In a shocking outburst this morning, an anonymous little keyboard warrior accused the chief reporter of Southend News Network of being an anonymous little keyboard warrior. It was decided that the individual sending the message was an anonymous little keyboard warrior because a fake name and email address were used, which in effect would classify the sender as an anonymous little keyboard warrior with a complete lack or any identifying information. The message read as follows:

‘That all you got? Your page is a pathetic egotistical attempt for some sort of recognition, popularity or acceptance, I don’t know…. Maybe you were one of those geeky kids who wasn’t very popular and being an anonymous little keyboard warrior is your only outlet. Either way, what you do is pointless. We’re as I’m trying to run a business and you have attempted to damage that business. That my friend has upset me and made me very very vengeful. I’m like one of those dogs with a bone!!!! Let the games begin!!!’
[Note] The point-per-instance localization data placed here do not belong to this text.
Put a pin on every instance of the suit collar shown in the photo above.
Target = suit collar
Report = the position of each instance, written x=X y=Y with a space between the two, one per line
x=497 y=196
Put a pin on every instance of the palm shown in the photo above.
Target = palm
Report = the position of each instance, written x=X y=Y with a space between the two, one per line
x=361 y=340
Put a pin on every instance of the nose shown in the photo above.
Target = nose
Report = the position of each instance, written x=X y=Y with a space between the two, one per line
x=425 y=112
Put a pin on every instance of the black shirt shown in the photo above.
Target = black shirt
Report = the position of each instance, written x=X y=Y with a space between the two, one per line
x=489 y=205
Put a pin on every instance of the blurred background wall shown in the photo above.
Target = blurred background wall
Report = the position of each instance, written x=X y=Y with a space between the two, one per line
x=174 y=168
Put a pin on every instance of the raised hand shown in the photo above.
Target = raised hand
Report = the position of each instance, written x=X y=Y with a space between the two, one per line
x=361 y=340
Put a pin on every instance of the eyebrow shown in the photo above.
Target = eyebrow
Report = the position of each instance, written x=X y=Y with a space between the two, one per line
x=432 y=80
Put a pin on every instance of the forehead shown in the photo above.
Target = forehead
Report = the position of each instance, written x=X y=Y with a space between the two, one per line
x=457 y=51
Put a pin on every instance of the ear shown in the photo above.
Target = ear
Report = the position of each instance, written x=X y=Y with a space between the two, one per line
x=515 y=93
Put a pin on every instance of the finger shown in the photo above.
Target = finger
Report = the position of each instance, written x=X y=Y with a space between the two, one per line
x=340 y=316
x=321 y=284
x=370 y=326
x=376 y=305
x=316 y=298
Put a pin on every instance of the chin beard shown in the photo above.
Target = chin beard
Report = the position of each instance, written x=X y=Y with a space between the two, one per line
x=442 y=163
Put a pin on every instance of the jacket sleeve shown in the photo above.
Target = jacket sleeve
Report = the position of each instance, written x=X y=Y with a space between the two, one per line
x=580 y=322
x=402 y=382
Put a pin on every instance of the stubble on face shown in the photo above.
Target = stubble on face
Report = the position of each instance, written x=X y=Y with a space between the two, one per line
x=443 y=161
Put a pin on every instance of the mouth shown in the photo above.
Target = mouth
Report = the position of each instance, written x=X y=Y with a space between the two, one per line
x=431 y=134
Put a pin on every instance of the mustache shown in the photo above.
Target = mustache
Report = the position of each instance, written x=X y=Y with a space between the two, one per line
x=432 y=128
In a late development, it has emerged that an IP address was recorded with the message, and as a result there is now a so-called ‘paper trail’ that would lead any applicable law enforcement organisation directly to the sender’s door in the event that things got a bit ‘tasty.’ We spoke to Dr Marvin Spitool, one of the world’s leading experts on keyboard warriors at the University of Old Leigh, and he said: ‘One of the fundamental rules of being a modern keyboard warrior is that you should always refrain from adding your IP address to an abusive message – it’s like driving your car straight into PC World, taking a few iMac laptops and then chucking your fucking gas bill on the floor as you speed off into the distance. Leave your real plates on the car as an added bonus for the CCTV viewer and you might as well just drive straight to your local nick.’


  1. You need to be ultra careful with this one, multiple exclamation marks are a good indication of this. !!!! denotes frothing at the mouth!

  2. ‘we’re as I’m trying to run a business.’ Can the anonymous little keyboard warrior not find the ‘F7’ key on the keyboard? Hopefully the commenter is not running a proofreading business.